Yellow cluster state because of unassigned nodes, Can't relocate unassigned shard


(Colonelmo) #1

Hello.

I have a 2.3.3 elasticsearch cluster and I mistakenly joined a 2.4.1 node.

The problem is that somehow I lost two nodes in the cluster and I ended up with a primary shard on the 2.4.1 node and two unassigned replicas of that same shard. (Total replica count per shard is 3)

The cluster state is therefore yellow.

I have tried relocating the primary shard on another node but :

target node version [2.3.3] is older than source node version [2.4.1]

Same thing goes for trying to assign the two unassigned shards to 2.3.3 nodes.

Also I have tried cancelling placement of the primary shard on the 2.4.1 machine and It didn't work either.

Do you have any ideas how I can solve this? First thing that comes to my mind is upgrading the other nodes to 2.4.1 but let's say that is not an option.

I would really appreciate it if you took your time to answer this because I'm completely out of ideas.
Thank you for your time.


(Yannick Welsch) #2

Once a shard has made it to a node with newer version, it cannot move back to an older one. The reason is that the node with higher version might write data in a format that the older ones are unable to understand. Moving shards is thus only possible from older to newer nodes and not vice-versa. Upgrading to 2.4.1 is the only option here.


(Colonelmo) #3

Thanks.

And will rebuild index work?


(Yannick Welsch) #4

yes, that will work. You just have to make sure though that the rebuilt indices do not end up on the new node. This can be done by excluding the node from allocating new shards, see here: https://www.elastic.co/guide/en/elasticsearch/reference/current/allocation-filtering.html


(Colonelmo) #5

Hmmm so the data format is backward compatible while the index format is not. Right?
I have already set that, but I can't see it in GET /_cluster/settings. Does it mean that it is not yet set? My bad, it is set.
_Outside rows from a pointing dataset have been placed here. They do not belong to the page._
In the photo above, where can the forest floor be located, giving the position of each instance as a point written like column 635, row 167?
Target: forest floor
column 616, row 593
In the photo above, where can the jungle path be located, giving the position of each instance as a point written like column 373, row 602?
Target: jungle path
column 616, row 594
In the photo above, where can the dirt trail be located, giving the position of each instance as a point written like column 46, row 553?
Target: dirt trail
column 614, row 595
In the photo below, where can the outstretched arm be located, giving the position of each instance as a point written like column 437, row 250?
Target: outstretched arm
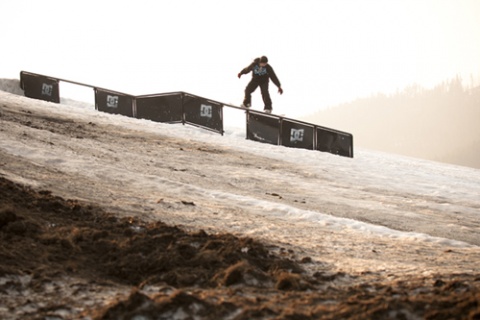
column 274, row 78
column 246, row 69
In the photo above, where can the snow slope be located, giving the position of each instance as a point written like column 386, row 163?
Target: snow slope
column 376, row 214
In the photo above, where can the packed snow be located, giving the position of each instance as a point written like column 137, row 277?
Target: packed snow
column 375, row 212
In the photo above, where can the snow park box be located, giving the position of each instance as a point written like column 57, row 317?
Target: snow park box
column 165, row 107
column 40, row 87
column 335, row 142
column 263, row 127
column 203, row 112
column 297, row 135
column 113, row 102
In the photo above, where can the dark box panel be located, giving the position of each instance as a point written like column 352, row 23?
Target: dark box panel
column 263, row 128
column 160, row 108
column 335, row 142
column 203, row 112
column 297, row 135
column 113, row 102
column 40, row 87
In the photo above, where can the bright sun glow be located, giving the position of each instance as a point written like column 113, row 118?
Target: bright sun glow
column 324, row 52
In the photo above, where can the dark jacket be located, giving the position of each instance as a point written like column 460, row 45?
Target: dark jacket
column 261, row 74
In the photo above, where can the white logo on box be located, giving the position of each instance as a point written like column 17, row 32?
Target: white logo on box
column 296, row 135
column 112, row 101
column 205, row 111
column 47, row 89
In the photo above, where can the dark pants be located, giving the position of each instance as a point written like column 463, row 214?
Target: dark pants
column 251, row 87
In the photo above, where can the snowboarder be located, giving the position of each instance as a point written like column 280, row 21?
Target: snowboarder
column 261, row 73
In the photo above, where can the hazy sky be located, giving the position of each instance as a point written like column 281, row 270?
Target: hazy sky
column 324, row 52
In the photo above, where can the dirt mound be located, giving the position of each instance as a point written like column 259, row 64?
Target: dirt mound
column 63, row 259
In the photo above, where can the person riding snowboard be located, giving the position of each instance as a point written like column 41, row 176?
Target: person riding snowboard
column 261, row 73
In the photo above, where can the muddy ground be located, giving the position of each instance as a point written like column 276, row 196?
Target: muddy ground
column 64, row 259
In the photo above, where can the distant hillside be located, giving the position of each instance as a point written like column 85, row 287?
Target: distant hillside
column 441, row 124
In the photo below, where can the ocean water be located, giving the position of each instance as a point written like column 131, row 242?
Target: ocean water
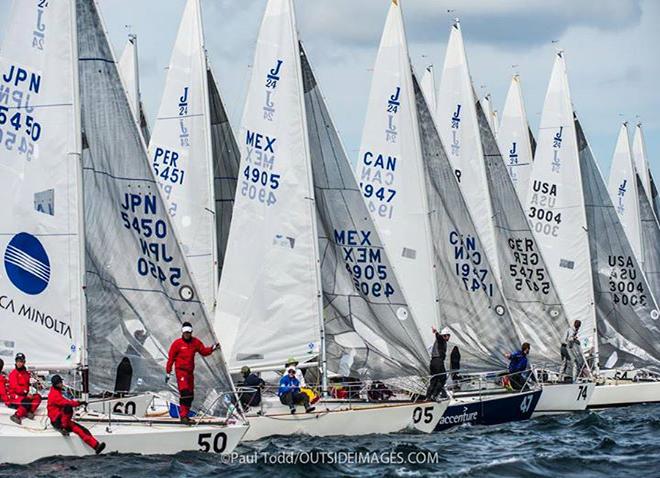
column 617, row 442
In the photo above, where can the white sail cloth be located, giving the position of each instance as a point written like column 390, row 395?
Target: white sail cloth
column 41, row 237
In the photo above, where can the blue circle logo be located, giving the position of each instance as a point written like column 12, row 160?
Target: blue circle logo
column 27, row 264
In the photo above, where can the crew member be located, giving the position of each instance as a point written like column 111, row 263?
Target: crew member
column 437, row 366
column 518, row 365
column 570, row 348
column 292, row 362
column 60, row 412
column 19, row 392
column 290, row 394
column 182, row 356
column 252, row 397
column 3, row 383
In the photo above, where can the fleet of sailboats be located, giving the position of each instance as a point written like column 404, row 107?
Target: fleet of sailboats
column 275, row 245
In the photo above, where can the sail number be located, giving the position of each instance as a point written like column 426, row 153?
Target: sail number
column 208, row 442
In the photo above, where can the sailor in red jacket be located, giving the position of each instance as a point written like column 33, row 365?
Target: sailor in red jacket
column 60, row 412
column 3, row 383
column 182, row 356
column 18, row 393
So if I rebuild the index, it will go fine and this node won't have any primary shards?

And will backup work correctly at this stage?


(Colonelmo) #6

I would actually prefer rebuild index, if it's safe to do so. Would you have any reason why I shouldn't do so and upgrade all of the nodes instead?


(Yannick Welsch) #7

Not sure what you mean here. The on-disk data format is not backward compatible, but the actual data should be. How do you plan on rebuilding the index? From an external data source?

If you correctly applied the shard allocation filtering mentioned above, shards of new indices won't be allocated to this node and existing shards won't be moved to this node. The shards that are currently on the node won't be moved to older nodes though.

It might be easier just to upgrade.


(Colonelmo) #8

Oh there's the problem. So the primary shard which only exists on the 2.4.1 node without any replicas will stay there even after the index being rebuilt and excluding allocation, and I'll again end up with two unassigned shards and a yellow state.

I'll just go with the upgrade then. Since I could accidentally join a newer node, I assume it's safe to upgrade the other nodes, right?

And since backing up the data the way documentation recommends probably won't work for me because of the newer index on the 2.4.1 node, is there a bulk GET api just to get all the data out and be able to repopulate the database if anything goes wrong during the upgrade?


(Yannick Welsch) #9

As long as you don't explain what you mean by "rebuilt", I cannot give an answer to that question. If you want to stay on 2.3.3 you can create a new index (the shards of that new index will be allocated on old nodes due to excluding allocation) and reindex the data from the old index into the new one. After that is done, you can check if all the data has made it properly into the new index and you can delete the old one.


(system) #10